Incapacity planning ensures you're able to speak for yourself in all decisions, from your medical care to financial affairs. Here are three steps every principal farm business operator should take:

  • Get disability insurance: "The likelihood of something happening that affects your ability to work is high, so you really should carry disability insurance," says Kohles. How you pay for it can have different tax impacts. If purchased through your business, whether as owner or employee, you can take a tax deduction on the premiums. That means any claims paid will be taxable.

If you pay with post-tax dollars, any benefits are not taxable. "The difference in saving taxes on $200 a month in premiums versus $5,000 a month in benefits is significant," he adds. And he cautions that more new policies now are capped at 10 years of payments – not lifetime. Be sure you understand the terms.

  • Legal documents must clearly state your wishes: That means you need a durable power of attorney for financial affairs plus an advanced health care directive for medical decisions, says Hartog.

Name the people who'll be responsible for implementing those decisions. Draw up a document that delineates their responsibilities and powers.

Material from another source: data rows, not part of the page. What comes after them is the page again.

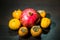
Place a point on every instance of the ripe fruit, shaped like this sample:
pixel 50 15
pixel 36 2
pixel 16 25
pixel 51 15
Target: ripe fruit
pixel 45 22
pixel 36 31
pixel 28 17
pixel 23 31
pixel 17 13
pixel 14 24
pixel 42 13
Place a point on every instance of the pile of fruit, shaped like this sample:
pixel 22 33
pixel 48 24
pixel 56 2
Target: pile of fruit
pixel 26 21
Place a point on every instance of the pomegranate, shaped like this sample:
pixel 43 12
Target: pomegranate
pixel 28 17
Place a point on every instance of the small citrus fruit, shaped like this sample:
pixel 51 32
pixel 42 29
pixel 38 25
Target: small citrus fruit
pixel 45 22
pixel 23 31
pixel 42 13
pixel 17 13
pixel 14 24
pixel 36 31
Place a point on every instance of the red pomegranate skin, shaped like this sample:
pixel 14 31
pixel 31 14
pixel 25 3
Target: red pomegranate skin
pixel 28 17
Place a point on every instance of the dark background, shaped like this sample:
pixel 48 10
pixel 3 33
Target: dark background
pixel 8 6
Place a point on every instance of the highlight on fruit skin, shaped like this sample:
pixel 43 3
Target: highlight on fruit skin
pixel 14 24
pixel 42 13
pixel 16 14
pixel 45 22
pixel 23 31
pixel 28 17
pixel 36 31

Choose people you have a great deal of faith and trust in, he adds. "Don't pick someone if you have a quiver of doubt about them." One safeguard is to name an agent, and a second person to whom the agent must report. Just the idea that you have to report keeps people honest." 

In some states, the government provides forms so you can prepare these documents yourself. But it's always wise to at least consult with an attorney, says Hartog.

  • Non-financial spouses must be familiar with the plan: "Typically, one spouse is in charge of the finances, and the other takes a back seat, or even a no seat," notes Ashoo. "The non-involved person needs to understand how the finances are arranged and planned. He or she needs to be very comfortable with the family's advisors."

These steps prevent a nightmare during what'll be an already stressful time when the lead business person suddenly becomes incapacitated. Both should attend meetings with the family's advisors, even if one doesn't fully understand or isn't interested in all the details.

If something happens, they'll at least know who to call and what to do. That peace of mind lessens the nightmare.